With this, RRI, an autonomous institute funded by the Department of Science and Technology, Government of India, has joined the handful of laboratories globally to demonstrate such efficient simultaneous production of a mixture of two species of ultra-cold neutral atoms with inter-species interactions control. The results from this experiment can deepen the knowledge required for developing quantum technologies such as quantum computing, quantum sensing and metrology – all of which are the frontier areas of research.

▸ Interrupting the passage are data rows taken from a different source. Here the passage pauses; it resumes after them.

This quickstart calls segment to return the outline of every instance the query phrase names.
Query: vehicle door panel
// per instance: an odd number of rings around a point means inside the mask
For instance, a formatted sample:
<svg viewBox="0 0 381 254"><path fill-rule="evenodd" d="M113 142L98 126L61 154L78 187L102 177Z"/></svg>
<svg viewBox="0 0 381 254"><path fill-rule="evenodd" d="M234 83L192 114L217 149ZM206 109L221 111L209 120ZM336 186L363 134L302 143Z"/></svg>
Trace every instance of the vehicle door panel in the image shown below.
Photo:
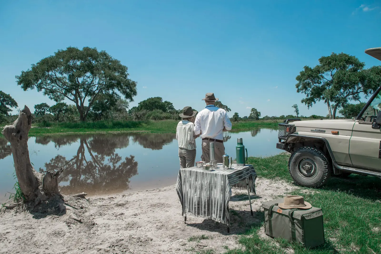
<svg viewBox="0 0 381 254"><path fill-rule="evenodd" d="M381 171L380 141L381 130L373 129L371 124L356 122L349 141L349 156L353 166Z"/></svg>

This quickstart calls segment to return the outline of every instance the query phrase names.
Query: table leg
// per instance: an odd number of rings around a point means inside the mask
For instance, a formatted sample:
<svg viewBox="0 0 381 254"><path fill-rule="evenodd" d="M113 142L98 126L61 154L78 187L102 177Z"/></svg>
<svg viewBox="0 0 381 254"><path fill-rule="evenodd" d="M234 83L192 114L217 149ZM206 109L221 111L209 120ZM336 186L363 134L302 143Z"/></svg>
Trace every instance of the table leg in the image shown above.
<svg viewBox="0 0 381 254"><path fill-rule="evenodd" d="M257 193L256 193L256 192L255 191L255 182L254 182L254 195L255 195L256 196L257 195Z"/></svg>
<svg viewBox="0 0 381 254"><path fill-rule="evenodd" d="M251 200L250 198L250 190L249 189L249 181L246 178L246 186L247 187L247 194L249 195L249 203L250 204L250 211L251 212L251 216L253 216L253 208L251 208Z"/></svg>

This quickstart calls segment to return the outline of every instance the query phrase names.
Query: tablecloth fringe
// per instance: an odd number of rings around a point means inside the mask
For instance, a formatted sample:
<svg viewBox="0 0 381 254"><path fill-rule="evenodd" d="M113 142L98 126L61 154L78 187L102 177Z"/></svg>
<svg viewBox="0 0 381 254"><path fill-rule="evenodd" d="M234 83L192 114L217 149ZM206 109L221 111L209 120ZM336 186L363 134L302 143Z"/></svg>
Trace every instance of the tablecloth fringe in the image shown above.
<svg viewBox="0 0 381 254"><path fill-rule="evenodd" d="M240 182L232 186L231 188L232 189L243 190L247 189L247 186L246 185L246 184L241 182Z"/></svg>
<svg viewBox="0 0 381 254"><path fill-rule="evenodd" d="M187 216L187 214L189 215L190 215L194 217L197 217L197 218L202 217L205 220L213 220L215 221L215 222L218 222L219 223L223 223L223 224L226 224L227 225L226 222L224 222L220 218L216 218L213 216L204 216L200 214L197 215L194 214L193 212L184 212L183 215L183 216Z"/></svg>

Built over a period of five years, this specialised experimental facility comprises four interconnected ultra-high vacuum chambers, where atoms are trapped and cooled under a pressure to the tune of 10-11 millibar (equal to 14 orders lower than the normal atmospheric pressure). There are multiple intricate Laser systems, optical arrangements and high-resolution detections systems. Using techniques of flashing light onto the atoms, the researchers said that it was possible to manipulate properties of atoms and use it for taking various measurements that are fundamentally quantum mechanical in nature.
“Using a combination of light and magnetic field, we attempted to cool and trap a large number of sodium and potassium atoms from their mixture at near absolute zero temperature (in micro Kelvin). As the behaviour of atoms is different at such low temperatures in comparison to the atoms at room temperatures, we wanted to understand their quantum co-relations,” said Saptarishi Chaudhuri from the Quantum Mixtures Laboratory (QuMix), who led the latest experimental research.
“The advantage of the experiment setup is that the properties of these atoms are highly controllable. We can swiftly change many parameters without the need to produce newer samples, as is the case in most condensed matter system experiments,” explained Sanjukta Roy, co-author of the study published in the journal AIP Advances, where it has bagged the distinction of being Editor’s Pick article.
According to Sagar Sutradhar, a final-year PhD student and article’s lead author, the experiment setup includes another trap at the pre-cooling stage known as a cold atomic beam.
“It is based on the idea of two-dimensional magneto-optical trapping of atoms. This vital intervention was introduced to first cool the atoms and later push them into the main experimental setup,” said Sutradhar, who designed, implemented and characterised the performance of the system.